Our Strichartz estimate is based on a combinatorial proof. We introduce our key proposition, the Szemerédi-Trotter theorem, and explain the idea of the proof. This is a joint work with S. Herr.
Taegyu Kim Soliton resolution for Calogero—Moser derivative NLS
Abstract: We consider Calogero–Moser derivative NLS (CM-DNLS) equation which can be seen as a continuum version of completely integrable Calogero-Moser many-body systems in classical mechanics. Soliton resolution refers to the phenomenon where solutions asymptotically decompose into a sum of solitons and a dispersive radiation term as time progresses. Our work proves soliton resolution for both finite-time blow-up and global solutions without radial symmetry or size constraints. Although the equation exhibits integrability, our proof does not depend on this property, potentially providing insights applicable to other non-integrable models. This work is based on the joint work with Soonsik Kwon (KAIST).
Satoshi Masaki On the asymptotic behavior of cubic NLS systems without weak null gauge condition
Abstract: In this talk, we discuss cubic NLS systems in one dimension (1D). It is well-known that cubic nonlinearity is critical in 1D, where nonlinear effects significantly influence the asymptotic behavior of small solutions (e.g., modified scattering). In the case of systems, these nonlinear effects exhibit a wide variety of phenomena.
Previous studies in this field often assume the weak null gauge condition, a structural condition that ensures the existence of an effective conserved quantity. In this work, we present an example of a system that does not satisfy this condition. Despite this, we succeed in determining the asymptotic behavior of small solutions. The key lies in identifying a new type of conserved quantity for the corresponding ODE system.

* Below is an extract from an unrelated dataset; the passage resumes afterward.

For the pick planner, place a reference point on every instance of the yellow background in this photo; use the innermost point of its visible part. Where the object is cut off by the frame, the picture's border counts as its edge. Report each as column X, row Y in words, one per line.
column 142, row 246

Jinmyoung Seok From Lane-Emden Stars to Binary Stars: Stability in the gravitational Euler–Poisson System
Abstract: In astrophysical fluid dynamics, stars are modeled as isolated fluid masses governed by self-gravity. A fundamental hydrodynamic framework for describing the dynamics of Newtonian stars is provided by the gravitational Euler–Poisson (EP) system. In this talk, I will explore stability issues for both one-body and multi-body solutions of the EP system, which correspond to individual stars and star systems, respectively. In the first half of the talk, I will review key results on the stability of one-body solutions, specifically the so-called Lane-Emden stars. In the second half, I will present my results on the stability and instability of two-body rotating solutions of the EP system, which serve as models for binary star systems.